The sample file consists of 6 files of two different conditions (Shotgun_02-01_1, Shotgun_02-01_2, Shotgun_02-01_3) and (Shotgun_12-01_1, Shotgun_12-01_2, Shotgun_12-01_3).
We have intensities w/ and w/o the LFQ.

For comparison, we plot the distribution of the CV before LFQ and after LFQ, for the MaxQuant output and the AlphaPeptLFQ for one condition.

In [None]:
import matplotlib.pyplot as plt
import numpy as np

In [None]:
columns = ['Shotgun_02-01_1','Shotgun_02-01_2', 'Shotgun_02-01_3']

In [None]:
bins = np.linspace(0, 100, 100)

df = pd.read_csv('proteinGroups.txt', sep='\t')
df = df.replace(0, np.nan)

In [None]:
pt

In [None]:
plt.figure(figsize=(10,5))

case = 'AlphaPept on MaxQuant w/o LFQ'
cv =  pt[columns].std(axis=1) / pt[columns].mean(axis=1) * 100
plt.hist(cv, bins=bins, alpha=0.5, label=case)
print(f'Mean CV for {case} {np.mean(cv):.2f} % - n: {(~cv.isna()).sum():,}')
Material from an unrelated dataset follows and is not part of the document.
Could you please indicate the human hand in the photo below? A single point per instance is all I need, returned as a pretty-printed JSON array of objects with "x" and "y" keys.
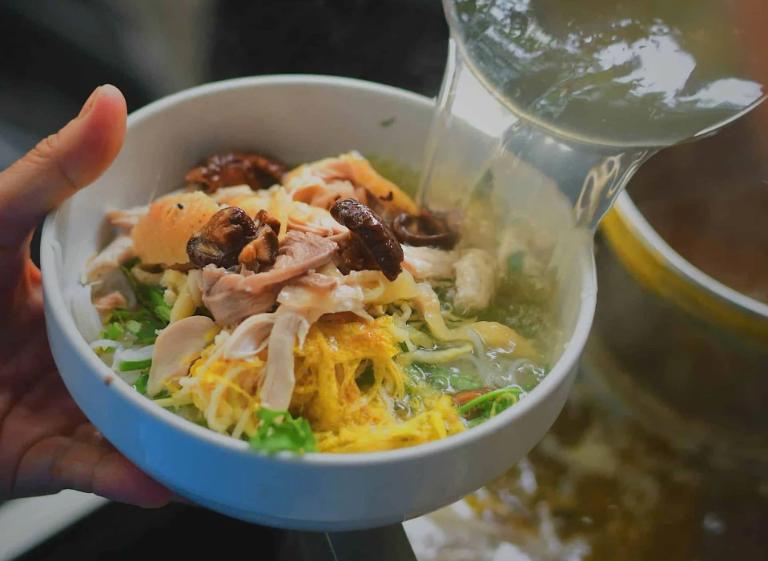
[{"x": 46, "y": 443}]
case = 'AlphaPept on MaxQuant w/ LFQ'
lfq_columns = [_+'_LFQ' for _ in columns]
cv =  pt[lfq_columns].std(axis=1) / pt[lfq_columns].mean(axis=1) * 100
plt.hist(cv, bins=bins, alpha=0.5, label=case)
print(f'Mean CV for {case} {np.mean(cv):.2f} % - n: {(~cv.isna()).sum():,}')

columns_mq = ['Intensity Shotgun_02-01_1', 'Intensity Shotgun_02-01_2','Intensity Shotgun_02-01_3']


case = 'MaxQuant w/o LFQ'
cv =  df[columns_mq].std(axis=1) / df[columns_mq].mean(axis=1) * 100
plt.hist(cv, bins=bins, alpha=0.5, label=case)
print(f'Mean CV for {case} {np.mean(cv):.2f} % - n: {(~cv.isna()).sum():,}')

case = 'MaxQuant w/ LFQ'
lfq_columns_mq = ['LFQ i'+_[1:] for _ in columns_mq]
cv =  df[lfq_columns_mq].std(axis=1) / df[lfq_columns_mq].mean(axis=1) * 100
plt.hist(cv, bins=bins, alpha=0.5, label=case)
print(f'Mean CV for {case} {np.mean(cv):.2f} % - n: {(~cv.isna()).sum():,}')

plt.legend()
plt.show()

Observation: The CV decreases when applying the LFQ optimization. 
For the LFQ optimization, the mean CV for AlphaPept is slightly better (11.25% vs 12.18%) with a slightly more proteins (3,973 vs 3,801).